Les damnés de la cédraie
mercredi 24 janvier 2007 Par Emmanuel Delannoy, dans General -# 67 - Fil RSS
« Le déboisement est une expression d’injustice sociale. »
Marcus Colchester
« La montagne marocaine, si l’on y prend garde, court vers sa ruine définitive. La destruction de la végétation engendre la ruine économique, et celle-ci provoque la dépopulation. »
Louis Emberger
Depuis le début de l’année, 26 personnes d’un même village sont mortes de pauvreté dans la cédraie marocaine.
Alors que la surexploitation forestière et pastorale de la cédraie dégage des profits considérables, notamment pour les communes dont les excédents annuels sont édifiants, les populations natives sont victimes d’un abandon extrême et d’un déshéritement total.

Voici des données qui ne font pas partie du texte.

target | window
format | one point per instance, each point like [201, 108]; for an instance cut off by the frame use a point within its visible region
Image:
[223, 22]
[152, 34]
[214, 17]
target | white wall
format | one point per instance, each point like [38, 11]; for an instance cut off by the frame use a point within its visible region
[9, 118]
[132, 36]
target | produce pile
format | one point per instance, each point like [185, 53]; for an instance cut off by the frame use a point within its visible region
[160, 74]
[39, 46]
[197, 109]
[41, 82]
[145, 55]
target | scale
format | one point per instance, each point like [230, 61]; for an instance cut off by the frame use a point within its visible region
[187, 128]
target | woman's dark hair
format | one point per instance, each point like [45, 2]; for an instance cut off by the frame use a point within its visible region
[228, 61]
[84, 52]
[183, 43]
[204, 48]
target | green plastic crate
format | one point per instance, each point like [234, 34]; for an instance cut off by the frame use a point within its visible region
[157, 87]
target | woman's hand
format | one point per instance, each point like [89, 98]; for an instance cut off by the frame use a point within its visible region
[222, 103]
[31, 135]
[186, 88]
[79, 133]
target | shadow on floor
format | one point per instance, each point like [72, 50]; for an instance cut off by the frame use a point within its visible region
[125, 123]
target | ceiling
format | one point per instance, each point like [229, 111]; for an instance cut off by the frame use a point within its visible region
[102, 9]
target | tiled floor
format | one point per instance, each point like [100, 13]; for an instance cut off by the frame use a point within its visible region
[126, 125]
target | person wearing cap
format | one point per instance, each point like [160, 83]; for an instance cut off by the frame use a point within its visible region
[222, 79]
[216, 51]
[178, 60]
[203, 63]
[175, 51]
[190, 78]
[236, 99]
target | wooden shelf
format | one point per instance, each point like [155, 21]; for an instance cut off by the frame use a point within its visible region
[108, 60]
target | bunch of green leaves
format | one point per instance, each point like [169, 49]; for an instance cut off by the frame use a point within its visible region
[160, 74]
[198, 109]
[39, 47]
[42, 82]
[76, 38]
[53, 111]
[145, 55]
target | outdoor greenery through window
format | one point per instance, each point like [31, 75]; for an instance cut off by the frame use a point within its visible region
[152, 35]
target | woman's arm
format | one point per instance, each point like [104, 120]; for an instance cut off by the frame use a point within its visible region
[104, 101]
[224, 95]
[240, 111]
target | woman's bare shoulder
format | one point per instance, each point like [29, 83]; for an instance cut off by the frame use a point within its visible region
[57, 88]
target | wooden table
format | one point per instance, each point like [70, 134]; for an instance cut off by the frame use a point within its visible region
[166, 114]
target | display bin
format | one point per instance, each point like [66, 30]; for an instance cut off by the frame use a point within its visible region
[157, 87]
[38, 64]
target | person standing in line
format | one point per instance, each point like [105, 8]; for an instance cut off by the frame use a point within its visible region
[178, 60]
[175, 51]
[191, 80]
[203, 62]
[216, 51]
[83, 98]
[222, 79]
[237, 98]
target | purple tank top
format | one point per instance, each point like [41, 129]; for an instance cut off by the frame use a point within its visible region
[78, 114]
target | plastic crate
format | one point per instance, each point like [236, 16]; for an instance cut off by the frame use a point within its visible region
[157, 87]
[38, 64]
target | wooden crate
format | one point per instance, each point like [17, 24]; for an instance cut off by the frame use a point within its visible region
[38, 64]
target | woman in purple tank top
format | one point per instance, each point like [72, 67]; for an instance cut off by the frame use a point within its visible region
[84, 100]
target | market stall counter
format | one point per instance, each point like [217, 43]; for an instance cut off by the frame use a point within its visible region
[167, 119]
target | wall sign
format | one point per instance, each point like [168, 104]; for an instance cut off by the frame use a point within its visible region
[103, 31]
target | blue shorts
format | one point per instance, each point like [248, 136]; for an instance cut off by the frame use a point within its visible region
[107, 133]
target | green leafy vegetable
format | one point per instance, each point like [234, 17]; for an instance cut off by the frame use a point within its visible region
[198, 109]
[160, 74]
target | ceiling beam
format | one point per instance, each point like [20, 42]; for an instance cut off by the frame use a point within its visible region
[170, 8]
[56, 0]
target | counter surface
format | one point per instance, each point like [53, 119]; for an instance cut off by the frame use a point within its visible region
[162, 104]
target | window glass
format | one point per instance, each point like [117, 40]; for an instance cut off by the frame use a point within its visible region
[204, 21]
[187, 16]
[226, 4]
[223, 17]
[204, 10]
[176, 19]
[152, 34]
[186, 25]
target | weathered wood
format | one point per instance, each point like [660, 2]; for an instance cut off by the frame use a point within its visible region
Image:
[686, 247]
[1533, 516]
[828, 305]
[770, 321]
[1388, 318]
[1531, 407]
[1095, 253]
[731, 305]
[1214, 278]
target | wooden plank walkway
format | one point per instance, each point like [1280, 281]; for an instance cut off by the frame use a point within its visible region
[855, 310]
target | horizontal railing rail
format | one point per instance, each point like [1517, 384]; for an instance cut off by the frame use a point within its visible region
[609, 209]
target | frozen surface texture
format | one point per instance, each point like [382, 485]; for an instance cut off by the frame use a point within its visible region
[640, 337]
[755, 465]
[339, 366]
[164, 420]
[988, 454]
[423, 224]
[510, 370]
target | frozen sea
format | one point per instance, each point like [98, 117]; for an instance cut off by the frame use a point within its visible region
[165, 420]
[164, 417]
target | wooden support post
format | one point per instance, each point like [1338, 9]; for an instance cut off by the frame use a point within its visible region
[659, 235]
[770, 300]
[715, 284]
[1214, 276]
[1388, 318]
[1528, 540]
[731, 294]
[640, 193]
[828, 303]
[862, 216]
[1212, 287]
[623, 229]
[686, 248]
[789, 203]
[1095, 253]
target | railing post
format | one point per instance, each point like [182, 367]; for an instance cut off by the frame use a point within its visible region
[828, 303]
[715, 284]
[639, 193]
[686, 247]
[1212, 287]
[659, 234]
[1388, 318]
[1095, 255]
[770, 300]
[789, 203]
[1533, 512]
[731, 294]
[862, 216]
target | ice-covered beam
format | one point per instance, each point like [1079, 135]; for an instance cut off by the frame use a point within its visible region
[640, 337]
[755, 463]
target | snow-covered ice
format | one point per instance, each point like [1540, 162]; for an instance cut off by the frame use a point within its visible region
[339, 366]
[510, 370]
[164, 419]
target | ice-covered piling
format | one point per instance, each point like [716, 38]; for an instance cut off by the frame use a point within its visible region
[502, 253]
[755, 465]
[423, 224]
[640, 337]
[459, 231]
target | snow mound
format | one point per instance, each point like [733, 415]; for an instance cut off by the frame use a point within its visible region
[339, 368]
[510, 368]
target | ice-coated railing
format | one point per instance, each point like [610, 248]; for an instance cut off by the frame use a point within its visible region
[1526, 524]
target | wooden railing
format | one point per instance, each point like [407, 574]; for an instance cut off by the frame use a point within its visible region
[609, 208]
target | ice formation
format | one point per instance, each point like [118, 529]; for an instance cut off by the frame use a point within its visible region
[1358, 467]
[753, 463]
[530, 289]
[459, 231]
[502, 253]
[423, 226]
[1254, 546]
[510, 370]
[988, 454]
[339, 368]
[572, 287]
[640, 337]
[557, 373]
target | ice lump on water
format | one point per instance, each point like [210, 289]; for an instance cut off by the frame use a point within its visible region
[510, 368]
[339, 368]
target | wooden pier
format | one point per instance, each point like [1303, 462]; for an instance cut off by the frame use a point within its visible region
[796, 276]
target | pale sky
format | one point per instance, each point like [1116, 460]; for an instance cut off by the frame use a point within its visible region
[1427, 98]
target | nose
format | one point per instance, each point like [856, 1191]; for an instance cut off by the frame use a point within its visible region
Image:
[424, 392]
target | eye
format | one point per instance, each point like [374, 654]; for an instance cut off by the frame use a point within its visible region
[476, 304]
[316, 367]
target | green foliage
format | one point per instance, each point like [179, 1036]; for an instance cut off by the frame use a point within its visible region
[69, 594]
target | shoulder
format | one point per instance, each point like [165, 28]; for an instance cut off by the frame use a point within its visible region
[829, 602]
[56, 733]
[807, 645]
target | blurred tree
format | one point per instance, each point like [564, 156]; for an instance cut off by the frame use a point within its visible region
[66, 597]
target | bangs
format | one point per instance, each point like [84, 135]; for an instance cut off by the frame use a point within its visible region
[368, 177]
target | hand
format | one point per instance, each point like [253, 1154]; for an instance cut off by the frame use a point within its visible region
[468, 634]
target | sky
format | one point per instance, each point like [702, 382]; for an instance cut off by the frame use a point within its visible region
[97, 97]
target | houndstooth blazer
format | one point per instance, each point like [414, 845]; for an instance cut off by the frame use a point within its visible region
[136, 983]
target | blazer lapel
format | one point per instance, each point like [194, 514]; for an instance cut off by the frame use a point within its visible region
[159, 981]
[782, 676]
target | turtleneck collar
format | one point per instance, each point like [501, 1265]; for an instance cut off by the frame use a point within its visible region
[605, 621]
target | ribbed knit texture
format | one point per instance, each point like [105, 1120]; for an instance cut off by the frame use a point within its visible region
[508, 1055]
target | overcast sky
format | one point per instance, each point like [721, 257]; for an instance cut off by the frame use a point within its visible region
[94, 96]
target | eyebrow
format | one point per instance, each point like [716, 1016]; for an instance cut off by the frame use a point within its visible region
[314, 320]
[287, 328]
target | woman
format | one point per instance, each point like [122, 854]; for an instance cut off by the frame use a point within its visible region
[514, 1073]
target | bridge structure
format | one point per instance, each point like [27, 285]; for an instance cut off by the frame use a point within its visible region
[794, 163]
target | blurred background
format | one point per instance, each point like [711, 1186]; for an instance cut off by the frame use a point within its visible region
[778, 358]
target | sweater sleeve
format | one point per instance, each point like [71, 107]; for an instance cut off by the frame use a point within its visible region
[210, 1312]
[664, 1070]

Il suffit de visiter les villages de ces régions pour que la vérité saute aux yeux. Chaque jour, depuis des décennies et des décennies, ils voient passer les camions de bois de cèdre et de chêne vert, ils voient se pétrifier la forêt dégarnie, ils n’en profitent pas. C’est tout juste s’ils ont droit au bois de feu. Chaque jour des troupeaux qui ne leur appartiennent pas ravagent l’écosystème jusqu’à la corde. C’est tout juste s’ils ont quelques bêtes.
De luxueux tous-terrains traversent parfois par leurs villages : ce sont leurs élus qui viennent leur arracher des voix avec des promesses fallacieuses ou des touristes qui leur lancent des bonbons et de menues monnaies. C’est tout juste s’ils peuvent, le jour du souk hebdomadaire, monter dans un camion, au milieu des bestiaux.
Qui peut encore penser que l’ombre d’un développement humain inspire un seul instant les décideurs de ces régions ?
Quand on parle d’un meilleur respect écologique du milieu, des forêts et des montagnes, on nous réplique que nous ne pensons qu’aux fleurs et aux papillons, pas aux habitants !
Ceux qui - DEPUIS TOUJOURS - sont les auteurs du pillage des ressources, de l’érosion de la biodiversité et du déni de jouissance aux populations locales sont-ils inspirés - eux - par le développement humain ?
Ceux qui sont en train de finaliser la désertification des Atlas ont-ils pensé - eux - aux populations ?
Habituellement, les Berbères des hautes vallées meurent dans l’oubli. Destin d’une injustice sociale flagrante dont chaque fois les autorités tentent de minimiser les chiffres et les faits.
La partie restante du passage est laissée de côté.